Question 4: Is treatment efficacy related to the type of ESPCs included?
We then explored the pooled posttreatment effect size for each ESPC type (see Fig. 3), as well as whether these effect sizes significantly differed from an effect size of zero. As shown in Table 2, across the entire sample, the anxiety subsample, and the conduct subsample, calming (0.42–0.58), increasing motivation (0.43–0.68), changing unhelpful cognitions (0.50–0.69), solving problems (0.41–0.90), and practicing the positive opposite (0.52–0.56) generated significant posttreatment effect sizes, relative to an effect size of zero. Within the anxiety subsample, practicing the positive opposite also yielded a significant pooled posttreatment effect size of .54 when used as a standalone intervention. Within the ADHD subsample, significant pooled posttreatment effect sizes emerged for treatments with increasing motivation (0.56), solving problems (0.32), and practicing the positive opposite (0.39) and, within the depression subsample, significant pooled posttreatment effect sizes emerged for treatments with changing unhelpful cognitions (0.24) and practicing the positive opposite (0.28).

Empirically supported principle of change (ESPC) type and pooled posttreatment effect size across the entire sample. Asterisks indicate effect sizes that could not be calculated because of insufficient degrees of freedom (dfs < 4). Values in parentheses represent the sample size of the treatment–control comparison.
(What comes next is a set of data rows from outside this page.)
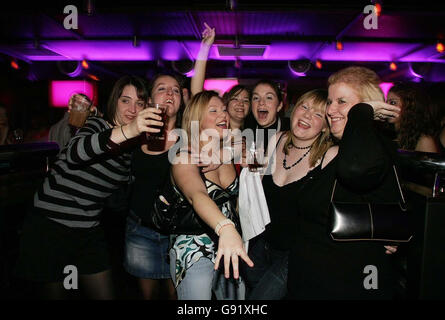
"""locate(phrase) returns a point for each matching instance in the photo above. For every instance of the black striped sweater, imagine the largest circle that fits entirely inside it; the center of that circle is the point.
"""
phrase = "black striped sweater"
(86, 172)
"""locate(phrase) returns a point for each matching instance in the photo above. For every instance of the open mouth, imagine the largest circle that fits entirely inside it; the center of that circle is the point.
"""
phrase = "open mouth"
(303, 124)
(262, 114)
(239, 110)
(222, 124)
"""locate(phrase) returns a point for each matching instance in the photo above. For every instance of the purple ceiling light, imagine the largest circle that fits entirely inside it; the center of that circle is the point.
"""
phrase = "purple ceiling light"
(61, 91)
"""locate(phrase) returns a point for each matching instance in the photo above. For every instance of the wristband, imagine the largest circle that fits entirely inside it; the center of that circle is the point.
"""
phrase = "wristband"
(221, 224)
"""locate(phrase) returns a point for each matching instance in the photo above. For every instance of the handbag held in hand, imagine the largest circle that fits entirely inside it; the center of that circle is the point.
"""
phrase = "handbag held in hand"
(365, 221)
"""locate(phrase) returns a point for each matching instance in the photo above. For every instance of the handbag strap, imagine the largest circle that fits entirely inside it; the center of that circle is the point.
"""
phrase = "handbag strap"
(398, 184)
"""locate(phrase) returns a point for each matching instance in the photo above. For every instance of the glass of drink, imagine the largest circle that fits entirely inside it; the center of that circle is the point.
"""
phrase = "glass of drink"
(80, 110)
(156, 140)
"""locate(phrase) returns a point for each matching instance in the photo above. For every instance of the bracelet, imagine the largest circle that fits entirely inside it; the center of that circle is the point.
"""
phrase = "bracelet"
(221, 224)
(122, 130)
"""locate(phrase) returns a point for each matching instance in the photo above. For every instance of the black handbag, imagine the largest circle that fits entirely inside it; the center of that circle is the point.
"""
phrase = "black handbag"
(173, 214)
(364, 221)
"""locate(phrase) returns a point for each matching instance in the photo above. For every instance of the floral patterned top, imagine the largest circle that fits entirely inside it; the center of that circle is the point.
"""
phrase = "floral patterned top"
(190, 248)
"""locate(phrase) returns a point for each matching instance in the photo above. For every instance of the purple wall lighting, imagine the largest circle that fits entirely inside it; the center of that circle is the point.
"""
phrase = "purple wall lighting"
(61, 91)
(220, 85)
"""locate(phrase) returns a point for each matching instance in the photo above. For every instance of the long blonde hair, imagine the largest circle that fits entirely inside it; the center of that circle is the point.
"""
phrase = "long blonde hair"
(195, 110)
(323, 141)
(363, 80)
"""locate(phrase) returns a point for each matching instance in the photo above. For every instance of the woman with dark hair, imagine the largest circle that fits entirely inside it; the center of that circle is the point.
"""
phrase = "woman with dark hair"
(416, 128)
(267, 102)
(62, 232)
(4, 125)
(237, 100)
(146, 250)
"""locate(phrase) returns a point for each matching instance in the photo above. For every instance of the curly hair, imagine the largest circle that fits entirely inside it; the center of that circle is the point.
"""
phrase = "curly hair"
(416, 117)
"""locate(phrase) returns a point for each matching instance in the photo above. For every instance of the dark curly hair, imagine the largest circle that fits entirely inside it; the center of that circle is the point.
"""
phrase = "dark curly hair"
(416, 117)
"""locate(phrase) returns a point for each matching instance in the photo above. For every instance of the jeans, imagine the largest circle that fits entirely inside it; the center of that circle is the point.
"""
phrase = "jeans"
(146, 251)
(267, 280)
(201, 280)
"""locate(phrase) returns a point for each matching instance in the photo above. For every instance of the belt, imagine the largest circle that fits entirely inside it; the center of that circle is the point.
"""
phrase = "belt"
(137, 219)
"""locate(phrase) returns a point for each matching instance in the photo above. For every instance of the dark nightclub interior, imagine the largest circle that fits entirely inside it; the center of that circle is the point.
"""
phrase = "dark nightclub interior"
(48, 51)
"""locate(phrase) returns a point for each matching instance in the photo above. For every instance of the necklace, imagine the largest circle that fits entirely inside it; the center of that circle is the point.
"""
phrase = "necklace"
(298, 161)
(299, 148)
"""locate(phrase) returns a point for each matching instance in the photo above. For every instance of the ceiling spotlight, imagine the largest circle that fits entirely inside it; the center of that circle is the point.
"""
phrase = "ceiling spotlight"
(85, 64)
(70, 68)
(420, 69)
(135, 42)
(184, 67)
(299, 67)
(89, 7)
(339, 45)
(93, 77)
(14, 65)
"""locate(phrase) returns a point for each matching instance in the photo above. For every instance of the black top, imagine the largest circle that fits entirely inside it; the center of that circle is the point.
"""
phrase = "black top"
(320, 268)
(280, 202)
(150, 172)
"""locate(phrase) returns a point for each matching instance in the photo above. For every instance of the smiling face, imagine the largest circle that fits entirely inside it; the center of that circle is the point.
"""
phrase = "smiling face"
(166, 90)
(238, 106)
(308, 120)
(128, 106)
(215, 117)
(341, 98)
(395, 100)
(265, 105)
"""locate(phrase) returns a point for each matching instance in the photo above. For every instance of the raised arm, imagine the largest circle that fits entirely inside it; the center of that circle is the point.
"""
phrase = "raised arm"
(95, 138)
(208, 37)
(230, 244)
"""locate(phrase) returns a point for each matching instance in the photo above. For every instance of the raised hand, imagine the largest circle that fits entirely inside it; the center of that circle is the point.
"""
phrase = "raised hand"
(147, 120)
(231, 247)
(208, 35)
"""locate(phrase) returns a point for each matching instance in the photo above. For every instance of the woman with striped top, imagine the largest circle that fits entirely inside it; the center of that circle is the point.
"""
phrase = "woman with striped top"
(62, 236)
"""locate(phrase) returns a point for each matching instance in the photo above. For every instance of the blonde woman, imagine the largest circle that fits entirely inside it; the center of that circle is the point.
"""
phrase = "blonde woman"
(320, 268)
(298, 151)
(194, 259)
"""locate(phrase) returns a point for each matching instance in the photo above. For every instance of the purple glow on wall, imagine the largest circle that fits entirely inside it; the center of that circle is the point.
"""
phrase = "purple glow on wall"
(61, 91)
(99, 50)
(220, 85)
(385, 86)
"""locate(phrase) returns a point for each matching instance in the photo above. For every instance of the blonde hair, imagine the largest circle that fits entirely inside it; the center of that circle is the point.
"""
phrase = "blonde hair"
(323, 141)
(363, 80)
(195, 110)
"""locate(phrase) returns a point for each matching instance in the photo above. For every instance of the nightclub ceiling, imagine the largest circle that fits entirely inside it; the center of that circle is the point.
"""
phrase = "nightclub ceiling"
(253, 39)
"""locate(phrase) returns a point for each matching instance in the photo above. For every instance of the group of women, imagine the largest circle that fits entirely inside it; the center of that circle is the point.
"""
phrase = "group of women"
(329, 137)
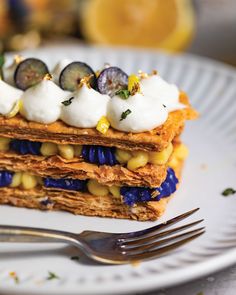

Overall effect sizes represent pooled Hedges’s g of each ESPC used as a standalone treatment and with other ESPCs.
Pooled Posttreatment Effect Size of Treatments With Each Empirically Supported Principle of Change (ESPC)
Note: Pooled effect sizes are Hedges’s gs. p values and confidence intervals (CIs) represent whether the pooled effect size of a given ESPC is significantly greater than an effect size of zero. No values are reported when a particular subsample did not have sufficient degrees of freedom (dfs < 4) to yield reliable results.
Question 5: Is treatment efficacy related to the number of ESPCs included?
First, we tested the number of ESPCs per psychotherapy as a continuous moderator of posttreatment effect size. Number of ESPCs did not significantly moderate treatment efficacy in the entire sample (b = 0.42, df = 345, SE = 0.03, 95% confidence interval [CI] = [0.36, 0.48], p = .119), depression subsample (b = 0.22, df = 9.52, SE = 0.05, 95% CI = [0.09, 0.34], p = .608), ADHD subsample (b = 0.69, df = 41, SE = 0.07, 95% CI = [0.55, 0.83], p = .060), or conduct subsample (b = 0.38, df = 112, SE = 0.06, 95% CI = [0.26, 0.51], p = .376). However, it did significantly moderate treatment efficacy in the anxiety subsample (b = 0.38, df = 149, SE = 0.04, 95% CI = [0.30, 0.46], p = .024); specifically, therapies with more ESPCs yielded higher pooled posttreatment effect sizes.
We then tested the number of ESPCs as a categorical moderator of posttreatment effect size. The results from these models using the entire sample and each subsample are shown in Table 3. Treatments with five ESPCs were specified as the reference category in these models, except for the ADHD subsample because none of these treatments included five ESPCs; instead, treatments with four ESPCs were specified as the reference category for this subsample. In the entire sample and anxiety subsample, treatments with five ESPCs yielded significantly larger posttreatment effect sizes relative to those with one, two, three, and four ESPCs. No significant effects were found in the conduct or ADHD subsamples, and these models could not be implemented with the depression subsample because of insufficient degrees of freedom for reliable estimates (dfs < 4; Fisher et al., 2018).
Number of Empirically Supported Principles of Change (ESPCs) as a Categorical Moderator
Note: These models could not be implemented within the depression subsample because of insufficient degrees of freedom. Treatment dose (total number of planned treatment hours, as reported by the authors) was included as a covariate in all models. We tested each number of ESPC category as the reference to which all others were compared, and all of these models yielded the same results; for ease of interpretation, we selected the category of five ESPCs as the reference to which all others were compared, except for attention-deficit/hyperactivity disorder (ADHD), for which four ESPCs was used because there were no five-ESPC treatments for ADHD. CI = confidence interval.
Discussion
Over the past two decades, ideas advanced by experts in psychotherapy have suggested the potential value of a focus on ESPCs (Castonguay & Beutler, 2006; Davison, 2019; Goldfried, 2009; Hofmann & Hayes, 2019; Oddli et al., 2016; Rosen & Davison, 2003; Tolin et al., 2015). Here, we sought to provide empirical data bearing on the feasibility and utility of this notion within the context of youth psychotherapy by conducting a systematic review and meta-analysis of 263 youth psychotherapy RCTs (with 348 treatment–control comparisons) spanning 60 years. Focusing on five potential ESPCs, we addressed five questions relevant to evaluating the feasibility and utility of an ESPC approach.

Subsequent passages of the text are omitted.